A Star's Life
Every atom of carbon in your body was forged inside a dead star. That's not poetry — it's nuclear physics.
Stars spend their lives forging heavier elements from lighter ones, then scatter them at death—seeding future stars, planets, and sometimes life.
The whole cycle begins in one of the most chaotic places in the galaxy: a nebula.
Birth: From Cloud to Protostar
Nebulae are enormous clouds of gas and dust — mostly hydrogen — drifting through the galaxy. They can stay stable for a very long time, but given the right disturbance — a nearby supernova shockwave, for instance, or a passage through a denser region of a spiral arm — gravity begins pulling sections of the cloud inward.
Once a region starts collapsing, it accelerates. The material heats up as it compresses. The spinning cloud flattens, fragments, and the densest clump at the center grows into a protostar: a hot, dense ball of gas not yet hot enough to sustain nuclear fusion. This protostar phase can last for tens of millions of years.
Main Sequence: The Long Middle
When the core temperature finally reaches around 15 million degrees, hydrogen fusion begins. Hydrogen atoms are squeezed together to form helium, releasing enormous amounts of energy in the process. This outward radiation pressure balances the inward pull of gravity, and the star stabilizes. It has entered the main sequence — the longest and most stable phase of a star's life, during which it shines steadily for millions to billions of years.
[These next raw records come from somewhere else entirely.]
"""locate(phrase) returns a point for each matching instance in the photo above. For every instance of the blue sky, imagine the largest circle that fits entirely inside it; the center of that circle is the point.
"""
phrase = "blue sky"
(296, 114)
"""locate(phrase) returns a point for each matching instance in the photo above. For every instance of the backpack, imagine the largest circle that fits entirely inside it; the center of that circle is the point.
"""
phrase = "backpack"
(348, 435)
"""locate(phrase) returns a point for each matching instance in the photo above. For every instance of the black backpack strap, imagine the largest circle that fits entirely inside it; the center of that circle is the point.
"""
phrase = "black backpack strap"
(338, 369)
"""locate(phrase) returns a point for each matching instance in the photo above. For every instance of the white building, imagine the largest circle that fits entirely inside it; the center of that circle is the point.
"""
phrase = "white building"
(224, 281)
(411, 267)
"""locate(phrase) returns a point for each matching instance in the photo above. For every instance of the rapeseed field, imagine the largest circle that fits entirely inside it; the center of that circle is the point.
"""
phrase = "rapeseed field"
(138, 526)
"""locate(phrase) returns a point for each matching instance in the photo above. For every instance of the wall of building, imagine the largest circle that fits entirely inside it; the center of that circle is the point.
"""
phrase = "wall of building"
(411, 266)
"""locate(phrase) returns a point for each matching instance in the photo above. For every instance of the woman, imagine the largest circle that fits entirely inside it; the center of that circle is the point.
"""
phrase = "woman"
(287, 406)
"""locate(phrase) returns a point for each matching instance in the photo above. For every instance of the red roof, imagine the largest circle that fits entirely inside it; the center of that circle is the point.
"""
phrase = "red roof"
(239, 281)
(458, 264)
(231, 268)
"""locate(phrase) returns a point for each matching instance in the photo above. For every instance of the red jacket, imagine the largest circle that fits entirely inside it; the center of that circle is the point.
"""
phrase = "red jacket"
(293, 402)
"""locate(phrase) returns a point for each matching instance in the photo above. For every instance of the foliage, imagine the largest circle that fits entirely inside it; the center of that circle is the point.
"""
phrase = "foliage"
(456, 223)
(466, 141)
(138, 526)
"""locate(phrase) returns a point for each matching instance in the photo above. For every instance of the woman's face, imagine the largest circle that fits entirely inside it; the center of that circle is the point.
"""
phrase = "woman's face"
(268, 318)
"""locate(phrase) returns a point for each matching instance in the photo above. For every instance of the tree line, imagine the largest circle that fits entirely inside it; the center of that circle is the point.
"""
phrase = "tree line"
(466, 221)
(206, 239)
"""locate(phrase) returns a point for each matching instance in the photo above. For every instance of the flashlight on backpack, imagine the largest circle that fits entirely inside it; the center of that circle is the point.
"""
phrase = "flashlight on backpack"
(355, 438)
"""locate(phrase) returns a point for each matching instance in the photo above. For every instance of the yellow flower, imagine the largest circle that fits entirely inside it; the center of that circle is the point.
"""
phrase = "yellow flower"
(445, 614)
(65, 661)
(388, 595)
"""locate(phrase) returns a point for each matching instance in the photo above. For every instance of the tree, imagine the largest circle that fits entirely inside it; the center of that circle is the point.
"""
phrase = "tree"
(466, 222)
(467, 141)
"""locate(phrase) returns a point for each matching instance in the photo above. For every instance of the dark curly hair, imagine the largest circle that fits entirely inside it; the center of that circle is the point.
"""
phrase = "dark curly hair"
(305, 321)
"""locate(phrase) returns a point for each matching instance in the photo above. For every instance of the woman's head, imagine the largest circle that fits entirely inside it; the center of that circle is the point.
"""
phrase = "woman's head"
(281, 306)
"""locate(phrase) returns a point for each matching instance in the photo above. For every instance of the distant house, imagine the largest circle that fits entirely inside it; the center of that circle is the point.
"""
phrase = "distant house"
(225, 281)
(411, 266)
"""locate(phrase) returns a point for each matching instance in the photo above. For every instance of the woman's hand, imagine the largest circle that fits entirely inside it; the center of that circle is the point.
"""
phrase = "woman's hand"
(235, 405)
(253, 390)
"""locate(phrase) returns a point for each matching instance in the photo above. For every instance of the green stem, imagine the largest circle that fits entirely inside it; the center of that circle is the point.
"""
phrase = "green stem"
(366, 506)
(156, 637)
Our Sun is about 5,000 million years into a 10,000 million-year main sequence stint. A massive star burns far hotter and faster; it might last only a few hundred thousand years. A smaller, dimmer star uses its fuel so slowly it could outlast the current age of the universe many times over.
The Red Giant Phase
Eventually the hydrogen in the core runs out. Without fusion to push back against gravity, the core starts to collapse. The increasing pressure and temperature in the contracting core actually cause the outer layers to expand enormously — the star swells into a red giant, cooling at the surface and turning reddish as it grows.
In the case of the Sun, this expansion will likely engulf the inner planets. For now that's billions of years away, so there's time. The expanded envelope allows helium to begin fusing into carbon in the core, keeping things going for a while longer.
Two Very Different Endings
What happens next depends almost entirely on mass. A lower-mass star like the Sun will shed its outer layers gradually, creating an expanding glowing shell of gas called a planetary nebula — despite the name, nothing to do with planets; astronomers just thought they looked a bit like planets through early telescopes.
What remains at the center is a white dwarf: a small, incredibly dense, bright core of carbon and oxygen that slowly cools over billions of years until it stops glowing entirely.
A massive star goes out violently. The core, unable to sustain further fusion past iron, collapses in an instant under gravity — then rebounds in a catastrophic explosion called a supernova. The outer layers are blasted into space, forming a vast new nebula of enriched material that will seed future star formation.
What remains of the core becomes either a neutron star — a hyper-dense ball spinning rapidly and beaming out radiation as a pulsar — or, if the star was massive enough, a black hole with gravity so extreme that not even light escapes.